Social media provides the unique opportunity for a company to connect with its consumers directly. Whether you’re using Facebook to connect with fans, conversing with consumers on Twitter or even hosting a photo submission contest on Flickr, you are doing what social media is meant for: having a conversation.

Even better is that some companies have taken social media to the next level are are now responding to those who aren’t fans of their company. For example, if you complain about Comcast on Twitter, chances are their customer service department will be contacting you to see how they can help.

When a company starts utilizing a corporate blog, the idea is that it makes the normally exclusive executives accessible for everyone. Not just the media, not just other executives. You and I. Between media interviews and carefully constructed statements, people often don’t have the opportunity to see executives of a big corporation on a personal level. Social media is that opportunity.

Treating social media as traditional media is ineffective. Reading a blog prepped by a communications staff is the same thing as reading an article in the newspaper that starts, “according to a statement by Chief Executive Officer…” And people know. Because people are visiting a social platform on their own time and their own accord, the chances are they aren’t looking to be lectured. They are looking to take part in the conversation.

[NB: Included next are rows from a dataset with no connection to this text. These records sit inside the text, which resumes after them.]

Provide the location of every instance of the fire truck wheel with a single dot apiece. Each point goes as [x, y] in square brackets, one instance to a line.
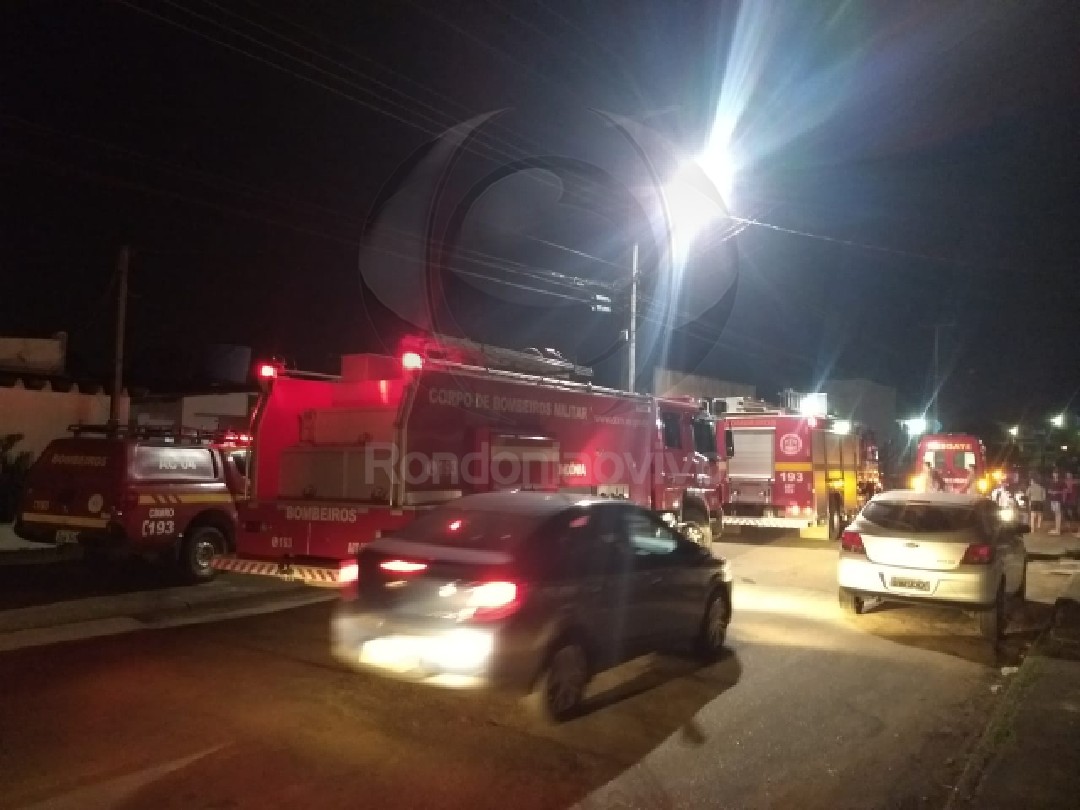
[197, 552]
[697, 527]
[561, 687]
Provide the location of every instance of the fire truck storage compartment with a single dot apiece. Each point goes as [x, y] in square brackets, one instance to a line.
[754, 454]
[348, 426]
[526, 462]
[337, 473]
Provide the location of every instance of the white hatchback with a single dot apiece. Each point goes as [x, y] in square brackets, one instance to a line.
[936, 549]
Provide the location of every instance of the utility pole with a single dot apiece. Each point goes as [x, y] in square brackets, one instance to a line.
[937, 380]
[123, 259]
[632, 333]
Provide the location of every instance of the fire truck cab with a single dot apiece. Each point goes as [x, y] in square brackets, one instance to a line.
[790, 470]
[340, 460]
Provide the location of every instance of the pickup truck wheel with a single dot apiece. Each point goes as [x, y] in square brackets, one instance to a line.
[698, 528]
[198, 551]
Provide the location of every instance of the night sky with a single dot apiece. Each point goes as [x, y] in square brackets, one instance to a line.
[903, 164]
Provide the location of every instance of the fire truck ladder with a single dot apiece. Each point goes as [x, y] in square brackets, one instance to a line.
[539, 362]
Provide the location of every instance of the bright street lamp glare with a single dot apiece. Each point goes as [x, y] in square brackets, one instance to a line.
[916, 424]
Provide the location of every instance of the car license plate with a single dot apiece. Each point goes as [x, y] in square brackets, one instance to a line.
[394, 653]
[909, 584]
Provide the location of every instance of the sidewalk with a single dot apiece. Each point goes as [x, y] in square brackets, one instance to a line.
[1041, 544]
[1029, 755]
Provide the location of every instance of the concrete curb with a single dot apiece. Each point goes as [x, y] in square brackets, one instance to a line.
[103, 616]
[985, 748]
[1065, 628]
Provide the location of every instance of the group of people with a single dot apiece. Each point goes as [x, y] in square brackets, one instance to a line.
[1060, 494]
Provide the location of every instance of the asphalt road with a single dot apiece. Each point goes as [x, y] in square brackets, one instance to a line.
[810, 710]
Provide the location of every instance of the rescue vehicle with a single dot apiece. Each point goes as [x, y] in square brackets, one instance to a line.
[337, 461]
[952, 455]
[788, 470]
[162, 494]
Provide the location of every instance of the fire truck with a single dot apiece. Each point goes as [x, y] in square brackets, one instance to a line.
[790, 470]
[952, 456]
[338, 461]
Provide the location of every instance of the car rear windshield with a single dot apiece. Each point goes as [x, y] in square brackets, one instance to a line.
[906, 516]
[488, 530]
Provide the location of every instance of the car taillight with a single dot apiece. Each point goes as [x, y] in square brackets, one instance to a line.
[349, 580]
[402, 566]
[979, 554]
[852, 541]
[490, 601]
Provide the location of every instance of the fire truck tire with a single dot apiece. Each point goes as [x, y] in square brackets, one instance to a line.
[197, 551]
[698, 527]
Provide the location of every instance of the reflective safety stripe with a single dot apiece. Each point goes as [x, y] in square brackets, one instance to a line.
[309, 575]
[154, 500]
[89, 523]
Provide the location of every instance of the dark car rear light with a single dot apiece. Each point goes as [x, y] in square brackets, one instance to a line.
[852, 541]
[493, 601]
[402, 566]
[979, 554]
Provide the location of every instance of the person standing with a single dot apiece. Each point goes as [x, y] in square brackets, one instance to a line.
[1055, 493]
[1036, 501]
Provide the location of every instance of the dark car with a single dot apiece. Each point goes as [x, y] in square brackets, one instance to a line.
[530, 591]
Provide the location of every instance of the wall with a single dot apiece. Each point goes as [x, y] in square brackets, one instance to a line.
[39, 355]
[202, 412]
[42, 416]
[670, 382]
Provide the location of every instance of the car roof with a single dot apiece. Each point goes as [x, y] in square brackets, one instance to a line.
[524, 502]
[943, 499]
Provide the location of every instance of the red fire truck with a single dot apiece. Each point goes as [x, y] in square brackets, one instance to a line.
[952, 456]
[788, 470]
[337, 461]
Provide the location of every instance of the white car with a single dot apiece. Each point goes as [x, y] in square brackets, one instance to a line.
[933, 549]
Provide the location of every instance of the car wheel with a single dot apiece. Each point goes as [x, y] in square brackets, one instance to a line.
[851, 603]
[561, 687]
[698, 528]
[197, 553]
[991, 621]
[713, 631]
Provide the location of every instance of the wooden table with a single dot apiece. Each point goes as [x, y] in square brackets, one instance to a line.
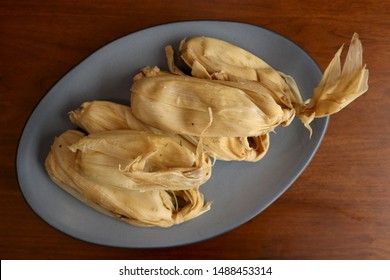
[339, 208]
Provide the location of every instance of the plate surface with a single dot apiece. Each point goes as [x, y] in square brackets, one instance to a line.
[239, 190]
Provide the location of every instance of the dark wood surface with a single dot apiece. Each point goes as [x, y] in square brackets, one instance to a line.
[339, 208]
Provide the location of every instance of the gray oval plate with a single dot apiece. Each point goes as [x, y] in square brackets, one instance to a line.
[239, 190]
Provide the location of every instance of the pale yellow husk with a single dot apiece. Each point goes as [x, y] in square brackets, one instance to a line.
[96, 116]
[339, 86]
[212, 58]
[141, 208]
[182, 105]
[139, 160]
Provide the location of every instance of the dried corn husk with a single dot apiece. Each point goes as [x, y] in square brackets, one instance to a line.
[141, 208]
[338, 86]
[186, 105]
[96, 116]
[234, 148]
[212, 58]
[139, 160]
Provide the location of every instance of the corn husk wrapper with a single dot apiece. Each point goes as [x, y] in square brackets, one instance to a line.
[211, 58]
[96, 116]
[339, 85]
[141, 208]
[139, 160]
[187, 105]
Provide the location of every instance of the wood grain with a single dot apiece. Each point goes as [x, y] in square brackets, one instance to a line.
[339, 208]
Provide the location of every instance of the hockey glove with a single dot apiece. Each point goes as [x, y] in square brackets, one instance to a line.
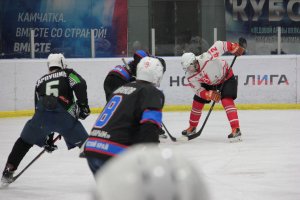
[49, 144]
[236, 49]
[213, 95]
[84, 111]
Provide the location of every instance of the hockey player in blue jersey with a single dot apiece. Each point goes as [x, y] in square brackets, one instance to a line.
[132, 115]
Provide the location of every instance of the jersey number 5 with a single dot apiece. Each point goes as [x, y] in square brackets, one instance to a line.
[108, 111]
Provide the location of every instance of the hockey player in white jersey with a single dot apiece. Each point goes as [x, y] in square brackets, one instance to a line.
[205, 74]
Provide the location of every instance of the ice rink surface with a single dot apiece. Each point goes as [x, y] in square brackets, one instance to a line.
[264, 166]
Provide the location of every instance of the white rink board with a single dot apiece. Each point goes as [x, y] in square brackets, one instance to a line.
[18, 77]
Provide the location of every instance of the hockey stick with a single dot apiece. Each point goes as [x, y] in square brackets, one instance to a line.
[171, 137]
[126, 65]
[190, 137]
[39, 155]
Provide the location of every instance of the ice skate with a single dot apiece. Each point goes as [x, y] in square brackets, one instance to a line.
[235, 135]
[162, 134]
[7, 176]
[190, 131]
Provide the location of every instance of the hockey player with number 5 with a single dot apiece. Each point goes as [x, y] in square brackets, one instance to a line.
[206, 74]
[55, 111]
[131, 116]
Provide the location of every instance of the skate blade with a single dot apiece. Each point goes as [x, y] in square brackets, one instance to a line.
[163, 137]
[4, 184]
[236, 139]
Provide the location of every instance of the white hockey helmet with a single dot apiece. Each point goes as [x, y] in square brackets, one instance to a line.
[146, 172]
[151, 70]
[187, 60]
[56, 60]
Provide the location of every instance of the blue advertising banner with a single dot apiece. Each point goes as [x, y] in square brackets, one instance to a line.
[63, 26]
[258, 22]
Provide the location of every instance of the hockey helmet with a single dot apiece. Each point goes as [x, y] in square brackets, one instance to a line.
[151, 70]
[150, 172]
[56, 60]
[188, 60]
[137, 56]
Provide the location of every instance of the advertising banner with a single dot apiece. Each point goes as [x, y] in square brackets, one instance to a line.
[258, 22]
[63, 26]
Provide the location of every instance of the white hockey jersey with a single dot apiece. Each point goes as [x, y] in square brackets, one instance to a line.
[211, 69]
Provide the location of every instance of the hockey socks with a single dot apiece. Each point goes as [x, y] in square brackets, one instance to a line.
[18, 152]
[231, 112]
[195, 113]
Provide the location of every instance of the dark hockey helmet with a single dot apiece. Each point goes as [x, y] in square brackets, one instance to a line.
[150, 172]
[56, 60]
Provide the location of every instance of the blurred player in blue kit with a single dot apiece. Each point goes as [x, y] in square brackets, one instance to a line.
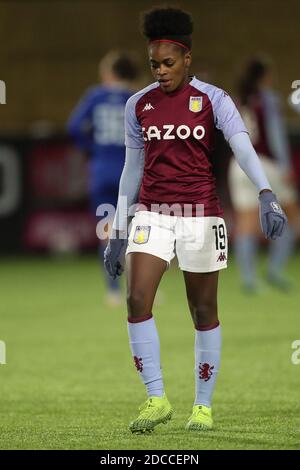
[97, 127]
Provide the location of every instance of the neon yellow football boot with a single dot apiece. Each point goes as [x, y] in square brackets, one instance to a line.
[154, 411]
[201, 419]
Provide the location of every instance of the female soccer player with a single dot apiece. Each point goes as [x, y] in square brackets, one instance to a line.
[169, 129]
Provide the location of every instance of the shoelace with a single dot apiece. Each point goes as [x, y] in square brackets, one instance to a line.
[147, 404]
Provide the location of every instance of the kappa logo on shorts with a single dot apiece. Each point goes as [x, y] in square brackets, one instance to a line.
[222, 256]
[141, 234]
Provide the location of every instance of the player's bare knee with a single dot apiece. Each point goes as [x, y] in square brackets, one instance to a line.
[205, 313]
[136, 304]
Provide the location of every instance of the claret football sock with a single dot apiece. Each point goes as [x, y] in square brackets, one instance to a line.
[207, 362]
[145, 348]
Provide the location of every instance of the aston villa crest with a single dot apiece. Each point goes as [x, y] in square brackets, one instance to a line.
[195, 104]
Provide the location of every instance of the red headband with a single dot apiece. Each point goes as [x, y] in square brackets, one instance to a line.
[173, 42]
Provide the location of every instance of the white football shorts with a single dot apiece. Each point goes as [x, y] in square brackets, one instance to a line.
[200, 243]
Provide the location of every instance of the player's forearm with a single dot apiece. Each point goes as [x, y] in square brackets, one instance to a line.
[248, 160]
[129, 188]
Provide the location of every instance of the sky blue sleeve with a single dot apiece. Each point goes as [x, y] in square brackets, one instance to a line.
[133, 131]
[80, 122]
[276, 129]
[227, 117]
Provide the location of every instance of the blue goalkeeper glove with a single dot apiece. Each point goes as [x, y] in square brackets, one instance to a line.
[272, 218]
[114, 256]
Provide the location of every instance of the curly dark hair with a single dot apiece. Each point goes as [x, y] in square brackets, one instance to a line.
[160, 22]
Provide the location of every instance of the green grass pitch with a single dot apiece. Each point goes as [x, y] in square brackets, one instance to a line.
[70, 383]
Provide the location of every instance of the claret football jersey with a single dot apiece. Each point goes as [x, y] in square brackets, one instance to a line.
[177, 132]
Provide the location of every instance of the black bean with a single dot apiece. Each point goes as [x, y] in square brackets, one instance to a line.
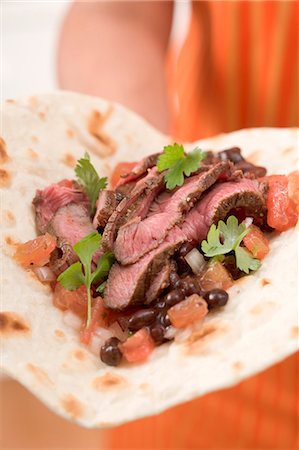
[232, 154]
[185, 249]
[163, 319]
[160, 305]
[173, 279]
[110, 352]
[174, 297]
[216, 297]
[157, 332]
[141, 319]
[183, 266]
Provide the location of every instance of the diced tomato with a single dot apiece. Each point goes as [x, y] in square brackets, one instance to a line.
[35, 252]
[98, 319]
[76, 301]
[120, 169]
[256, 242]
[216, 276]
[187, 312]
[66, 183]
[282, 211]
[293, 187]
[138, 347]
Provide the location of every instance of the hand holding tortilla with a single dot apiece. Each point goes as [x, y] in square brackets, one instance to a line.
[182, 227]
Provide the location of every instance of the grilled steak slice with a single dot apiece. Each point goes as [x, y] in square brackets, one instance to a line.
[106, 205]
[53, 197]
[245, 194]
[137, 204]
[128, 285]
[159, 282]
[69, 224]
[137, 237]
[140, 169]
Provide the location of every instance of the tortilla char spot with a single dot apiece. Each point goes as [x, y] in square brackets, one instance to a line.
[42, 115]
[72, 406]
[288, 150]
[262, 308]
[5, 178]
[10, 240]
[95, 128]
[59, 333]
[31, 154]
[295, 332]
[12, 324]
[3, 151]
[79, 354]
[265, 281]
[70, 133]
[9, 217]
[237, 366]
[109, 381]
[69, 160]
[39, 374]
[254, 157]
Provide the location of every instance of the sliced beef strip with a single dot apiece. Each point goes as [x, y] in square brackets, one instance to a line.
[159, 283]
[70, 224]
[137, 237]
[47, 201]
[140, 169]
[128, 285]
[106, 205]
[249, 195]
[136, 204]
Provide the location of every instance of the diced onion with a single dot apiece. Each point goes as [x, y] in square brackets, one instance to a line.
[72, 320]
[170, 332]
[44, 274]
[196, 261]
[248, 221]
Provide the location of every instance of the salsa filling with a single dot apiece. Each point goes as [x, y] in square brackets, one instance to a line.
[133, 265]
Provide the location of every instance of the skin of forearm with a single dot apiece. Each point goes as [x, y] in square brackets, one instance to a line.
[117, 50]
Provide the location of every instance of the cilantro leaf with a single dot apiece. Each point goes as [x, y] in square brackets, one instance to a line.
[88, 178]
[72, 277]
[178, 164]
[245, 261]
[227, 237]
[102, 287]
[103, 267]
[87, 247]
[171, 154]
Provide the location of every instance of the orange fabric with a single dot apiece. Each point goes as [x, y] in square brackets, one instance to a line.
[238, 68]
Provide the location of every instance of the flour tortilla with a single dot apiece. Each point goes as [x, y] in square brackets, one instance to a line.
[44, 135]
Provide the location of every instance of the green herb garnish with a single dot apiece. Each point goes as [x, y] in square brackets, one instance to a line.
[88, 178]
[178, 164]
[73, 277]
[231, 234]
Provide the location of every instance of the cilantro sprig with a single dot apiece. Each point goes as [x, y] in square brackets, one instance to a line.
[74, 276]
[88, 177]
[178, 164]
[227, 237]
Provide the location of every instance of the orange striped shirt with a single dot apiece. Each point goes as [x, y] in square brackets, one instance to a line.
[238, 68]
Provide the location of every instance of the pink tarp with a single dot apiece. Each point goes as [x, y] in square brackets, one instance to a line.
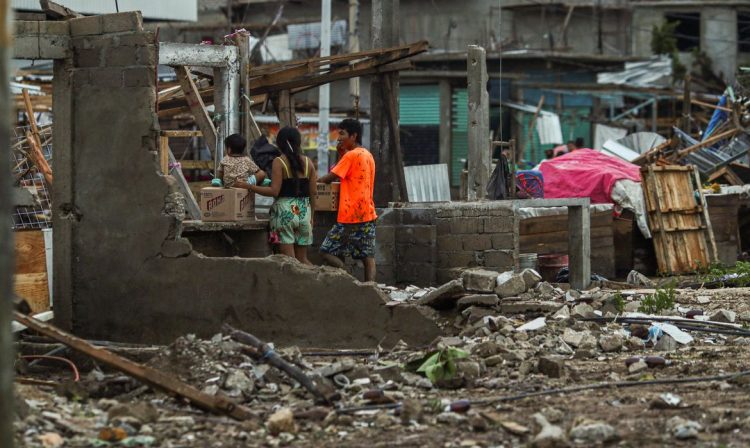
[585, 173]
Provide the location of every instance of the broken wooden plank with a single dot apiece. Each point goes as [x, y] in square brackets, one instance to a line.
[708, 142]
[164, 155]
[267, 353]
[197, 107]
[181, 133]
[191, 205]
[33, 288]
[313, 73]
[56, 11]
[37, 157]
[196, 164]
[145, 374]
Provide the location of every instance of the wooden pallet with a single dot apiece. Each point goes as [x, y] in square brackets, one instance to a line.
[30, 279]
[678, 218]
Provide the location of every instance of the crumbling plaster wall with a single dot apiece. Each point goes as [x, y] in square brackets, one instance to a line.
[122, 271]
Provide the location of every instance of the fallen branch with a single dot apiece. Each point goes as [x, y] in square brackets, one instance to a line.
[142, 373]
[265, 353]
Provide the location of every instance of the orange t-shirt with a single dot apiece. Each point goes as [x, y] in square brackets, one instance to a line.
[357, 172]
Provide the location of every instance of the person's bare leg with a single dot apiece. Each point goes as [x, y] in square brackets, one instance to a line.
[286, 249]
[300, 252]
[333, 260]
[370, 269]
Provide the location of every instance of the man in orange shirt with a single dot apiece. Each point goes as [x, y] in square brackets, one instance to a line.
[354, 232]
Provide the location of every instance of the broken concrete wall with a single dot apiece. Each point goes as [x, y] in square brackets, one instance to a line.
[122, 270]
[430, 243]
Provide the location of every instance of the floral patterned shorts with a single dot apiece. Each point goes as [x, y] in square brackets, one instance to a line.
[354, 240]
[290, 220]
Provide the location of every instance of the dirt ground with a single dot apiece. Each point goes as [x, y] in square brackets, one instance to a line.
[501, 364]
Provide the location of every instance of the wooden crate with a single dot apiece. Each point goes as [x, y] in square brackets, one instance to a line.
[30, 279]
[678, 218]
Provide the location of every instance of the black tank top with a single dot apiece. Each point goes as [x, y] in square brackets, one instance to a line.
[292, 187]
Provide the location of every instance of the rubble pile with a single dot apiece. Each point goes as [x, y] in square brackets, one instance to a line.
[511, 336]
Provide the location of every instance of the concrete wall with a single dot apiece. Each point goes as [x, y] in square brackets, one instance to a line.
[718, 36]
[122, 270]
[427, 244]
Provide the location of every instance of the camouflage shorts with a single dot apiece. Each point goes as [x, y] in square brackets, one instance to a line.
[353, 240]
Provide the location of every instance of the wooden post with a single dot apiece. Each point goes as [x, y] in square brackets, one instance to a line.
[353, 48]
[513, 158]
[164, 154]
[579, 246]
[7, 400]
[398, 159]
[197, 107]
[446, 129]
[385, 25]
[284, 105]
[686, 105]
[479, 124]
[248, 128]
[532, 124]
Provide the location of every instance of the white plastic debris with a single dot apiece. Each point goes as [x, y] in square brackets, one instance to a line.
[539, 322]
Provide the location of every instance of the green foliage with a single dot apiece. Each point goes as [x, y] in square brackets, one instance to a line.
[717, 271]
[661, 300]
[664, 42]
[663, 38]
[441, 365]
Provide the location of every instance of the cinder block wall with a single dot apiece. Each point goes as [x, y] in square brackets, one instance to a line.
[429, 244]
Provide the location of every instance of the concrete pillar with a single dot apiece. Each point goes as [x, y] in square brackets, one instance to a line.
[7, 414]
[479, 124]
[385, 23]
[644, 20]
[719, 40]
[65, 215]
[579, 246]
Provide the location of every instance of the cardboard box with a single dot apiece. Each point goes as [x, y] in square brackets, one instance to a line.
[327, 197]
[227, 204]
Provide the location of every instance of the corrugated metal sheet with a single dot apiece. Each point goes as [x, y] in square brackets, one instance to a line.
[459, 134]
[184, 10]
[419, 105]
[427, 183]
[306, 36]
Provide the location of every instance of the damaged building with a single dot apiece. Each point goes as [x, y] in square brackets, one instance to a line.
[561, 246]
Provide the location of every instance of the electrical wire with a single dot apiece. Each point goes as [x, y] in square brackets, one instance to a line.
[616, 384]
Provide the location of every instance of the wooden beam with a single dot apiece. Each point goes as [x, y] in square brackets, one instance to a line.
[36, 156]
[710, 106]
[142, 373]
[708, 142]
[164, 155]
[313, 73]
[391, 99]
[197, 107]
[284, 105]
[56, 11]
[196, 164]
[479, 124]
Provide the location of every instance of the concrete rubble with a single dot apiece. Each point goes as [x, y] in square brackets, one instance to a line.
[385, 399]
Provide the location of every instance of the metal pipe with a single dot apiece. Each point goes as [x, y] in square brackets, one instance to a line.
[324, 91]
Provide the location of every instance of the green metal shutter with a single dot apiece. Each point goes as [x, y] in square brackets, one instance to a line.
[459, 134]
[419, 105]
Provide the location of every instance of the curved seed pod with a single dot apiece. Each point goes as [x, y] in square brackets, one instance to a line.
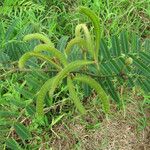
[28, 55]
[74, 41]
[74, 97]
[101, 93]
[128, 61]
[41, 96]
[89, 42]
[54, 51]
[96, 22]
[69, 68]
[38, 36]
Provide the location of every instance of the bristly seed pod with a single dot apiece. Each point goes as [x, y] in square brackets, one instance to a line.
[128, 61]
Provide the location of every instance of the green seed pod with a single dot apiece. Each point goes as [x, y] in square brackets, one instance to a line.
[128, 61]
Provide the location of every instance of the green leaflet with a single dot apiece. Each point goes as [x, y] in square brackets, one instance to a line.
[89, 42]
[54, 51]
[38, 36]
[28, 55]
[70, 67]
[41, 96]
[74, 41]
[96, 22]
[22, 131]
[101, 93]
[12, 144]
[74, 97]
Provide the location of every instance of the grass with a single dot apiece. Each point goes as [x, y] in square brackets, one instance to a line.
[127, 128]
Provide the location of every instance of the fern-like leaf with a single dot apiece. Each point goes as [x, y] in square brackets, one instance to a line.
[80, 41]
[41, 96]
[69, 68]
[54, 51]
[28, 55]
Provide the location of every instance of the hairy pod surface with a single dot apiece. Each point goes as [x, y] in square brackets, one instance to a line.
[87, 35]
[38, 36]
[74, 97]
[96, 22]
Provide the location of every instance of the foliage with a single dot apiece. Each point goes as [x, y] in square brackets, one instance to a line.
[118, 66]
[123, 63]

Here’s two examples of great corporate blogs:

  • Although it’s written from a PR guy, Richard Edelaman – 6 a.m. is a fantastic example of an executive blog. It’s honest, straight to the point and itsn’t trying to directly sell his product.
  • Another idea for a blog comes from Google. While it’s cool to see what the executive leadership is up to, as a consumer, I also think it’s cool to hear from the employees. A corporation is made up of a lot of different people doing a lot of different things, and The Official Google Blog captures this well. Even cooler is that a friend of a friend was one of the guest posts. What are the chances?

I see social media as the opportunity for you to connect with others. As an executive in the company, I think it’s best to either write the blog yourself or don’t at all. What’s the point of hearing more of what you get in traditional media on social media platforms?

My question is simple: is it ethical for a blog to be when in fact it is run by the public relations staff? Is it even worth it to run a ghostwritten blog? Should there be some kind of disclosure stating that this blog is run by a communications staff?